Aux manettes de la fabuleuse Cordonnerie, œuvrent deux artistes en parfaite synergie. Créant d’abord un film auquel ils donnent ensuite vie sur scène, par la musique, les dialogues et les bruitages, ils ont inventé un genre en soi où la fabrique crée le sens autant que l’histoire. En vingt ans de compagnie, le style s’affranchit un peu plus à chaque nouvelle création du postulat de départ. Réveiller les contes d’autrefois pour y questionner le monde d’aujourd’hui ? Plus ça va, plus ils s’échappent du cadre…
Comme son nom ne l’indique pas, La Cordonnerie, c’est d’abord une affaire de rencontre, de rapports, de dialogue. Rencontre entre une femme et un homme. Aux manettes de la compagnie, sur la scène et dans les scénarios qu’ils écrivent, Métilde Weyergans et Samuel Hercule, qui font tout ensemble, racontent presque toujours des histoires de rencontres amoureuses. Rencontre aussi entre deux univers, celui de textes classiques, de contes, connus de tous, et du monde contemporain à l’aune duquel ils revisitent les premiers.
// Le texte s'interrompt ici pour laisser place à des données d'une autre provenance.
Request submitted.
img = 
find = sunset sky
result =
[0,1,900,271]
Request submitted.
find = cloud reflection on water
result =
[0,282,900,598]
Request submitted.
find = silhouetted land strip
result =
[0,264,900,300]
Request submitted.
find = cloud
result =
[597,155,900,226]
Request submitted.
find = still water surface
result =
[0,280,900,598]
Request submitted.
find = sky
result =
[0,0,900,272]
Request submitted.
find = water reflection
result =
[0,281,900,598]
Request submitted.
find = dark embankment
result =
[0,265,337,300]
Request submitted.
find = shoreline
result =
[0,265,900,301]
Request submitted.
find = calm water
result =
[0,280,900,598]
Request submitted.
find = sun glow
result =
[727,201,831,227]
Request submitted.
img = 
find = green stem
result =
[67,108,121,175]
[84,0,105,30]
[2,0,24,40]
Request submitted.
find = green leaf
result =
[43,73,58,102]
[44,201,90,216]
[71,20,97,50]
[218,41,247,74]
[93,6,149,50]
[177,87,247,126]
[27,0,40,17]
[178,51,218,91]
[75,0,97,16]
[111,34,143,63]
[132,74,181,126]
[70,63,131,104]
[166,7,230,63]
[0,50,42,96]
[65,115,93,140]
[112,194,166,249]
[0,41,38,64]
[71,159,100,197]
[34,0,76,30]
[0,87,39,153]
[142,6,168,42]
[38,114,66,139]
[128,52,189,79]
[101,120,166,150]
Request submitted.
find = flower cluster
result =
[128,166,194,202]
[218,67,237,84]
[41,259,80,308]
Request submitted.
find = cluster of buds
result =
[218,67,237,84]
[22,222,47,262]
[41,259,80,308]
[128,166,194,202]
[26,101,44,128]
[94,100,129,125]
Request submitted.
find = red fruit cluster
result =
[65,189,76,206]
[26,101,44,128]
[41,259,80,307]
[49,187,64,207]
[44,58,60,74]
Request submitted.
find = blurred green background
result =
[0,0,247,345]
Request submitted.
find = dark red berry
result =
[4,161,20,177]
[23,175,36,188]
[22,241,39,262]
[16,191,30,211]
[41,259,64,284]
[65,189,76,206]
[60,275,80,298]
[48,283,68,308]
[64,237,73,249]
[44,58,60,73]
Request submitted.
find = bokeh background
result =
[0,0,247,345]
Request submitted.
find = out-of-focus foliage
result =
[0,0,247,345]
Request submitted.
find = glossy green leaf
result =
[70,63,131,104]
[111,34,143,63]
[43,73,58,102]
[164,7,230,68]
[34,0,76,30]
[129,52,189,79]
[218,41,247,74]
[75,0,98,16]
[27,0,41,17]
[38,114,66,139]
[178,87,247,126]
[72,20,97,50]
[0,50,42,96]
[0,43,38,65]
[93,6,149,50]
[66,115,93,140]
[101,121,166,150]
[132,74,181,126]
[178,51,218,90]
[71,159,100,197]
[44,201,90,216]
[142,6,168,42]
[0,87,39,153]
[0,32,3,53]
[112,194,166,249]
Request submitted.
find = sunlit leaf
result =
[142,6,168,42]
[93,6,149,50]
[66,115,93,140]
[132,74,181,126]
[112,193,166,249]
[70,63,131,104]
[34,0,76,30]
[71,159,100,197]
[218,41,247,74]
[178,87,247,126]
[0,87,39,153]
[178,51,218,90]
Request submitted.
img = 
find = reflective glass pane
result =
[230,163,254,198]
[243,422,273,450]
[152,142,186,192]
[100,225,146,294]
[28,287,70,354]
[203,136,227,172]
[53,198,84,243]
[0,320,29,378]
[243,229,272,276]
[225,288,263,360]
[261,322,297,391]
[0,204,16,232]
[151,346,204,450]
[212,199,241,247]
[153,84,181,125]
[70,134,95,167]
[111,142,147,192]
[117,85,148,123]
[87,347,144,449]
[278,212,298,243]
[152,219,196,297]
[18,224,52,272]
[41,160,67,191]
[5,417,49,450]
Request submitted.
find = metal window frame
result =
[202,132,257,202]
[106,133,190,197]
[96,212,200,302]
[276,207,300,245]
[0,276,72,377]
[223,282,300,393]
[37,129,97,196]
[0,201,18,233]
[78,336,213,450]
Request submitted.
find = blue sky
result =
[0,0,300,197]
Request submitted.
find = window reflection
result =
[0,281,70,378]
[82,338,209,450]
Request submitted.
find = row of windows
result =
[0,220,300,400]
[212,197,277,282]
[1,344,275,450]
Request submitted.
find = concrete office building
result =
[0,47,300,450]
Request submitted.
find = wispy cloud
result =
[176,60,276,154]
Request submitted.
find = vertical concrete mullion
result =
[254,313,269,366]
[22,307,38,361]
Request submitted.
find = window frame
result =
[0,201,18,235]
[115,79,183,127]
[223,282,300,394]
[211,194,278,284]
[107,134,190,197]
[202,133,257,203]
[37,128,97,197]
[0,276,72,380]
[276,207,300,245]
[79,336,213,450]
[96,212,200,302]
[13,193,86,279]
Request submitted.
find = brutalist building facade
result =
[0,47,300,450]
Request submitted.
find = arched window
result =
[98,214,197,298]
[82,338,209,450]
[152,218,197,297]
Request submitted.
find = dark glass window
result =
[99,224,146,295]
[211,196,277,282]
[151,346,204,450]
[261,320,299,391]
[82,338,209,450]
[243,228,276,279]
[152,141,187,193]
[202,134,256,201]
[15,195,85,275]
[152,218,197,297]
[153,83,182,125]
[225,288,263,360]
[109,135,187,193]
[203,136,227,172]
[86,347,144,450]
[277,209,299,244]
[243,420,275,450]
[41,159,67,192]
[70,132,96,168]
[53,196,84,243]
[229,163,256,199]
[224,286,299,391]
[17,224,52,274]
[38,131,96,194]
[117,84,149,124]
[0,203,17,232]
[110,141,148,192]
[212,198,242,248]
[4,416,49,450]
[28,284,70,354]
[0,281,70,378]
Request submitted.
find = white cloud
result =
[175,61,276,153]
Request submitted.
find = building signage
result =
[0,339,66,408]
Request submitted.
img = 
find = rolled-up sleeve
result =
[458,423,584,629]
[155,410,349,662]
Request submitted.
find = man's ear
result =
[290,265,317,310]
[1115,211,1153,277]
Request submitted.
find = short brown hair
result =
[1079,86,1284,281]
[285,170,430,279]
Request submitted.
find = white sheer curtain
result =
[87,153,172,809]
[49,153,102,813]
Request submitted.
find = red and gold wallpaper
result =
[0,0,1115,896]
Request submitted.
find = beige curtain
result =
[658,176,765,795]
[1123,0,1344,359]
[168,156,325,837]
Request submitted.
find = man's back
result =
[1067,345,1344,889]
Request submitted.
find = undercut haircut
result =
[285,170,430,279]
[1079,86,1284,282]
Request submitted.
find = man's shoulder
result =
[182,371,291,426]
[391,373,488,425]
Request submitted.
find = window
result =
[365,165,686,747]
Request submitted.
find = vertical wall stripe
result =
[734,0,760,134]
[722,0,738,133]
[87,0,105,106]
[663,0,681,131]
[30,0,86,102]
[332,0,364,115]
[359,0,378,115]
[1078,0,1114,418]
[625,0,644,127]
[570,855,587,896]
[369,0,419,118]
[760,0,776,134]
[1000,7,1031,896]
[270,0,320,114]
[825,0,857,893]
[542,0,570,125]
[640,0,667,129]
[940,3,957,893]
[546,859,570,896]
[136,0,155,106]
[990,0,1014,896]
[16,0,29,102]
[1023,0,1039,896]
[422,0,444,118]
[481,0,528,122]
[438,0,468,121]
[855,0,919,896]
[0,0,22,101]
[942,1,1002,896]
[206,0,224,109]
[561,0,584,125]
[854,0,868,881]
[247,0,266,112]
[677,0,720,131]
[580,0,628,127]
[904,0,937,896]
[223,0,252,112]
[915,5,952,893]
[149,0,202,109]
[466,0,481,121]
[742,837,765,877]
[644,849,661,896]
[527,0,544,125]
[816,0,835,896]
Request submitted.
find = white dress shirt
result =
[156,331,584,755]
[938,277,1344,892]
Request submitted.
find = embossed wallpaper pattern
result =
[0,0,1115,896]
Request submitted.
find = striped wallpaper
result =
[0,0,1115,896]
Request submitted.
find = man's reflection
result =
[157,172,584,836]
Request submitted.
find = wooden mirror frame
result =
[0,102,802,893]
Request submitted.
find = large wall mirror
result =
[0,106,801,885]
Rencontre enfin entre deux arts, le théâtre et le cinéma, qui s’articulent parfaitement chez eux, par l’entremise de la musique et du son mais aussi du jeu des acteurs, dans un rapport de temporalités que les deux artistes ne cessent d’interroger.
Tout cela compose les contours d’une aventure artistique singulière qui a démarré il y a près de vingt ans, dans l’arrière-boutique d’une ancienne cordonnerie de Lyon, et qui affiche au compteur une dizaine de « ciné-spectacles ». Mais voici qu’avec Le Voyage fantôme, performance sur le Canal de l’Ourcq créée en septembre 2022, l’un et l’autre s’échappent du cadre millimétré du film pour inviter autrement le réel dans la fiction. Expérience unique possiblement reconfigurable dans d’autres paysages ? Début d’une nouvelle histoire ? Le décalage permet d’envisager autrement le parcours de La Cordonnerie qui, depuis un bout de temps, déborde du cadre « jeune public » où les programmateurs l’avaient un peu trop hâtivement rangée.